Embedded Data Imputation for Environmental Intelligent Sensing: A Case Study

Affiliations

Embedded Data Imputation for Environmental Intelligent Sensing: A Case Study

Laura Erhan et al. Sensors (Basel). .

Abstract

Recent developments in cloud computing and the Internet of Things have enabled smart environments, in terms of both monitoring and actuation. Unfortunately, this often results in unsustainable cloud-based solutions, whereby, in the interest of simplicity, a wealth of raw (unprocessed) data are pushed from sensor nodes to the cloud. Herein, we advocate the use of machine learning at sensor nodes to perform essential data-cleaning operations, to avoid the transmission of corrupted (often unusable) data to the cloud.
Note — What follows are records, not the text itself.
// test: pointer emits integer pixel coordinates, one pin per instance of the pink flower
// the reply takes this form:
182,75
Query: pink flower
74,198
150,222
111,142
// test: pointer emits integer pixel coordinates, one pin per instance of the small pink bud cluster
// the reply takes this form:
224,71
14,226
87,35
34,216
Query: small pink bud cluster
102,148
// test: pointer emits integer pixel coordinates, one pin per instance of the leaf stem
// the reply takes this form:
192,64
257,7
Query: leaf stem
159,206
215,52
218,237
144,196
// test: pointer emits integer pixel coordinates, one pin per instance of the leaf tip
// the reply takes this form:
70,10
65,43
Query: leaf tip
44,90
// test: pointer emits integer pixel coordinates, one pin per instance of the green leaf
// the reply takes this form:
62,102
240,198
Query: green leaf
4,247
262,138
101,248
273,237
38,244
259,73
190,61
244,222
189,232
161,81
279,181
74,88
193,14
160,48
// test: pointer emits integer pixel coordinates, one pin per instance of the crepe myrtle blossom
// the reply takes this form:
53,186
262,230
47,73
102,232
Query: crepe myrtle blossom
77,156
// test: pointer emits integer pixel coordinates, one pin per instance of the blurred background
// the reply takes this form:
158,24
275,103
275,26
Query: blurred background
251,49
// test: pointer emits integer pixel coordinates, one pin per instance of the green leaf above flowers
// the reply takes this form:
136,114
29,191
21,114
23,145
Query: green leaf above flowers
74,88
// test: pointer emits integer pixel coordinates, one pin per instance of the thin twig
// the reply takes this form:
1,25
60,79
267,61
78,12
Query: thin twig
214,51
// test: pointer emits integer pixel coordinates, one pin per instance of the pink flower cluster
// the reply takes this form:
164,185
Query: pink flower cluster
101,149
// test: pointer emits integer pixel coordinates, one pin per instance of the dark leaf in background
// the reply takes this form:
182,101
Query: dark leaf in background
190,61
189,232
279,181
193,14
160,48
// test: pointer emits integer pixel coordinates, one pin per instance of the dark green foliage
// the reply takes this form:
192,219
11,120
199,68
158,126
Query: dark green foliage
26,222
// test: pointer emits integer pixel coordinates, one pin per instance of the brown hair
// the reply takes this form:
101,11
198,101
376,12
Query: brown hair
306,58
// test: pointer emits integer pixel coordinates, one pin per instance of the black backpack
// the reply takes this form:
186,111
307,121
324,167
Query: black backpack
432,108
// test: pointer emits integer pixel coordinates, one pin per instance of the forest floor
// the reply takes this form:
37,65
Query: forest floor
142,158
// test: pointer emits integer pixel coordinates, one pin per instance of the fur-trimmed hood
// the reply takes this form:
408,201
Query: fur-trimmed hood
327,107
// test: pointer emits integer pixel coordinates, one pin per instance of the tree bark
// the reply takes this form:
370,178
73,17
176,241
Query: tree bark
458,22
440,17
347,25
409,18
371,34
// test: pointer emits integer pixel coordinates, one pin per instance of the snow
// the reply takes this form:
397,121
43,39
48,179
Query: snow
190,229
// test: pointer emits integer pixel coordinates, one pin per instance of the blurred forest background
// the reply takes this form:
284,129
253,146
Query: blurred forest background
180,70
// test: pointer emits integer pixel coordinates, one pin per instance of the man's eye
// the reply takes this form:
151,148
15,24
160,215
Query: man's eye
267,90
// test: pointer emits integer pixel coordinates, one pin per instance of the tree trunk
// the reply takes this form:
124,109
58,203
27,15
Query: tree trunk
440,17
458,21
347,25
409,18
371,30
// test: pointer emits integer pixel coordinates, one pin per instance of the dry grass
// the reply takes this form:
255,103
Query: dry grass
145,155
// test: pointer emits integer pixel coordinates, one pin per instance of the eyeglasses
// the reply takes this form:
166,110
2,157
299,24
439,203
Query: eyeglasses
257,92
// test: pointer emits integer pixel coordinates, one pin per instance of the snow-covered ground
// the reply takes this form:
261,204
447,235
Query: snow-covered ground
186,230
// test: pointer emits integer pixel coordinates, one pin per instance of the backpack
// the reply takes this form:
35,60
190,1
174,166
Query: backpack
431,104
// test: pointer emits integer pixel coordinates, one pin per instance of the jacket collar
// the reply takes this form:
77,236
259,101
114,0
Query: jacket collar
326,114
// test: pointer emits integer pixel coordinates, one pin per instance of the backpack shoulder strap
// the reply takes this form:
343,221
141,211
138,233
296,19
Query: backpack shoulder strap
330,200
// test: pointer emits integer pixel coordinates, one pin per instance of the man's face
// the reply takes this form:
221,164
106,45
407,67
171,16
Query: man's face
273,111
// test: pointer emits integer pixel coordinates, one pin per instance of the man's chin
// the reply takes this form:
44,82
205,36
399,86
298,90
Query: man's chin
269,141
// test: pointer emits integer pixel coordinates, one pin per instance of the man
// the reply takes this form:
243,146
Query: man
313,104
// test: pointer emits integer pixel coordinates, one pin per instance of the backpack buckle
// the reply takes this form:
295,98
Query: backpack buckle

Starting from a public pollution dataset, we investigate how two machine learning techniques (kNN and missForest) may be embedded on Raspberry Pi to perform data imputation, without impacting the data collection process. Our experimental results demonstrate the accuracy and computational efficiency of edge-learning methods for filling in missing data values in corrupted data series. We find that kNN and missForest correctly impute up to 40% of randomly distributed missing values, with a density distribution of values that is indistinguishable from the benchmark. We also show a trade-off analysis for the case of bursty missing values, with recoverable blocks of up to 100 samples. Computation times are shorter than sampling periods, allowing for data imputation at the edge in a timely manner.

Keywords: Internet of Things; data imputation; edge computing; edge intelligence.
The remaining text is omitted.